Рыбы в тот год была прорва, отмели усеивали жирные морские слизни, а прибой оставлял на песке морские огурцы, кислый морской виноград, морскую траву и набитых икрой морских ежей. Старик делал запасы и каждое утро ставил на косяке зарубку, ведя счёт дням, как люди делают засечки на щеках, отмечая годы жизни. Еще он положил себе почаще греться о старуху, но быстро забыл об этом. Старуха перестала с ним разговаривать с того дня, как перевернулся престол, а ему нечего было ей сказать.

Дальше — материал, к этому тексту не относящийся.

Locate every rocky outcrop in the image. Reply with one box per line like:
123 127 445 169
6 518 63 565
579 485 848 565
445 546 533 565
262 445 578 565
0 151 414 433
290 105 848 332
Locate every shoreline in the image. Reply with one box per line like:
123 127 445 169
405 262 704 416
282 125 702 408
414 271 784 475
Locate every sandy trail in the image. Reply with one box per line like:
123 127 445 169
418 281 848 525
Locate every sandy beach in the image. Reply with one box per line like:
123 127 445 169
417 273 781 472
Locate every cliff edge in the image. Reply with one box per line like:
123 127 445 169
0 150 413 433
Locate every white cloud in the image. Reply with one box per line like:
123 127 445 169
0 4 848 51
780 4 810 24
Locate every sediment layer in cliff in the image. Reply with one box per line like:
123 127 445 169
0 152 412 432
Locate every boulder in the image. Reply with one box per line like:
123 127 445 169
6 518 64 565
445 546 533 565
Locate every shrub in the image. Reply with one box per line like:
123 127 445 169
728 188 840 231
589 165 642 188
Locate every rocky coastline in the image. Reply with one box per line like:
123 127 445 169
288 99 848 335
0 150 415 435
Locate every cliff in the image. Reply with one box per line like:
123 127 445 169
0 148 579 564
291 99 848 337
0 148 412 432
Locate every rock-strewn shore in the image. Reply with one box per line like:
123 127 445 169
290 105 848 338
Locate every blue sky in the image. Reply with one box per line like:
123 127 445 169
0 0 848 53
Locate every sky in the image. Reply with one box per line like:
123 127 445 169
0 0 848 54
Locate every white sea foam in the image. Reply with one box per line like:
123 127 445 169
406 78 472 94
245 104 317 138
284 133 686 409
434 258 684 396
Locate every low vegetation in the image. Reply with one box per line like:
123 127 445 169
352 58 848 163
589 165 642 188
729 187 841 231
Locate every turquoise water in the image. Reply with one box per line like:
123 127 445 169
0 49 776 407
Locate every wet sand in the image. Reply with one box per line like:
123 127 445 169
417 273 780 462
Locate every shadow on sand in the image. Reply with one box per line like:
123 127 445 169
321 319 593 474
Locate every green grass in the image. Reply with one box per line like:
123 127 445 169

Когда число зарубок достигло двухсот и один косяк кончился, случился странный улов — вместо рыбы в сетях обнаружился сложившийся калачом мужчина с мертвенно бледным лицом, бронзовой полосой, охватывающей его голову по северному тропику и в одежде из кожи необычного зверя — мех на ней рос внутрь, а не наружу. Мужчина мёртвой хваткой прижимал к груди тугую сумку. С деревянным стуком он упал на дно стариковской лодки и через некоторое время задышал, выпуская на доски скудные струйки. Когда старик, сильно ударив вёслами, загнал лодку на берег, веки утопленника затрепетали и он открыл глаза, странно белёсые, как будто вода наполнила не только его лёгкие, но и склеру. Он моргнул раз, другой, выгнулся дугой и с рёвом изверг из себя огромное количество воды — старик никогда не думал, что внутри человека так много места. Он вывалил мужчину из лодки и подмышки отволок в сарай. Там он присел на корточки и сосчитал засечки на щеках утопленника — на левой двадцать четыре, на правой — двадцать две. Вот те на — уже лет десять, как покойник.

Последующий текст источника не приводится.